世界最高のレストランで闘う日本人
北欧で探し求める“未知なる味”!
2週連続!料理人スペシャル
北欧・デンマーク。そこに、世界最高と称されるレストラン『noma(ノーマ)』はある。『新北欧料理(ニュー・ノルディック・キュイジーヌ)』を掲げる彼らが生み出すのは、季節の滋味を活かした地産地消の一皿。厳しい自然環境から食材に乏しい北欧の地で徹底的に地元産にこだわり、時には"蟻"や"松ぼっくり"など通常では料理に用いられない食材をも美しい一皿に昇華させていく革新性は、世界の食通たちを唸らせ続けてきた。
髙橋惇一は、そんな異国の三つ星レストランの中枢、『テストキッチン』と呼ばれるメニュー開発専門チームで腕を振るっている。夏は"野菜・果物・花"中心、秋は"ジビエ・キノコ・木の実"などを中心に、nomaでは季節ごとに全てのメニューが入れ替わる。その度、新たに食材を選び出し、料理を試作。オーナーシェフのレネ・レゼピによるテイスティングでGOサインが出るまで、ひたすらそれを繰り返すのが髙橋の日常だった。求められるのは、まだ誰も食べたことのないような革新的な料理。時には北欧産の"鱈"を部位ごとに分けて、それぞれ異なる味付けにしてみたり、またある時は"鴨"の頭蓋を開いて脳を調理してみたり...。しかし膨大な時間を費やした一品が、テイスティングの一口目で白紙に戻ることも珍しくない。「結果を出さなければ、このポジションにいることはできない」と、書き溜めたノートを見返しながら再び試作に向かう背中には、世界最高のレストランで戦い続ける男の覚悟が滲んでいた。

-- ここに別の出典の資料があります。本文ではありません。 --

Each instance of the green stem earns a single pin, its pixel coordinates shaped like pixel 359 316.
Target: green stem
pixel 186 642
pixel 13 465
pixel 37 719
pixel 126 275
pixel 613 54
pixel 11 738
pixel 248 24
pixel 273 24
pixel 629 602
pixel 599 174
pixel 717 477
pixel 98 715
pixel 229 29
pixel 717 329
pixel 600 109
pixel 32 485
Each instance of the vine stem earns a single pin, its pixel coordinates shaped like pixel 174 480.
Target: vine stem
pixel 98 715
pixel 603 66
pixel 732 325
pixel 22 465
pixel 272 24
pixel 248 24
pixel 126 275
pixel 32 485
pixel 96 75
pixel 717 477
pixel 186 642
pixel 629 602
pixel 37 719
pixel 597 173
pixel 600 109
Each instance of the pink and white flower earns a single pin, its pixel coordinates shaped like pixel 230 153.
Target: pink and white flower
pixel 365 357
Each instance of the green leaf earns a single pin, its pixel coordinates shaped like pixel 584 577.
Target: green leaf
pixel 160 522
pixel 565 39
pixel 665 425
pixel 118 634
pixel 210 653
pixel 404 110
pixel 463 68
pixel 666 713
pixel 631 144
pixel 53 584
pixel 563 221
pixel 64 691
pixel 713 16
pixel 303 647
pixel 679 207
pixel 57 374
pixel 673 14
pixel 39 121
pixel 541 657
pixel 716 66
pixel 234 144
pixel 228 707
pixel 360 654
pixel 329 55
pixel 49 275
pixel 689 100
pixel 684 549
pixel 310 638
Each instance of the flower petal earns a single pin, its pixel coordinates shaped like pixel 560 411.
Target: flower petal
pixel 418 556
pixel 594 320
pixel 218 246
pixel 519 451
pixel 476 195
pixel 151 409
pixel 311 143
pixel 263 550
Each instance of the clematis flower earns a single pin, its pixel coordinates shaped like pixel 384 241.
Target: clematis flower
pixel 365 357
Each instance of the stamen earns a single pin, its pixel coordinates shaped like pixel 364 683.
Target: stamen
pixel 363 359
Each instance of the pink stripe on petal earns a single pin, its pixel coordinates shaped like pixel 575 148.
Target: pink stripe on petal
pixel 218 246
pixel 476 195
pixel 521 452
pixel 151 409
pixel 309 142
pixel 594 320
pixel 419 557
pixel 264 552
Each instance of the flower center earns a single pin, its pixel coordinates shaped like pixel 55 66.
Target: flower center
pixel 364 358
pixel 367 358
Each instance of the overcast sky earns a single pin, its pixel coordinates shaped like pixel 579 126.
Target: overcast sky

そんなnomaが「数年後にレストランでの営業を終了する」と発表したのは2023年のこと。デンマークに来て12年...試作を重ね、自らが生み出した料理で客を喜ばせることに生き甲斐を見出してきた髙橋にとって、それは"料理人としての将来"を今一度見つめ直す出来事だった。番組では、新緑のデンマークで野菜を使ったメニュー作りに邁進する日常から、この秋10週間限定で開かれた京都でのレストラン営業、そして最後となる冬のメニュー開発に密着。自らの集大成が問われる試作を終えた時、男は何を思うのか―。
Junichi Takahashi
1983年、宮城県生まれ。服部栄養専門学校卒業後、東京のフレンチで修業を積む。当時はフランスで腕を磨くことを夢見ていたものの、偶然手にした『ノーマ 北欧料理の時間と場所』という料理本に衝撃を受け、デンマークへ。直談判の末に、研修生として『noma』に入った。仕込みや掃除といった下働きに奔走しながら、自らが新しく考案した料理を発表できる『サタデー・ナイト・プロジェクト』という場で生み出した“ウニ”と“出汁”を使った一品が評価され、正規スタッフに昇格。2016年からは『テストキッチン』のスーシェフに就任。現在は世界最高のシェフと評されるレネ・レゼピの元で“Head R&Dシェフ”としてメニュー研究開発に従事している。たまの休日は10キロのランニングとデイキャンプで過ごす41歳。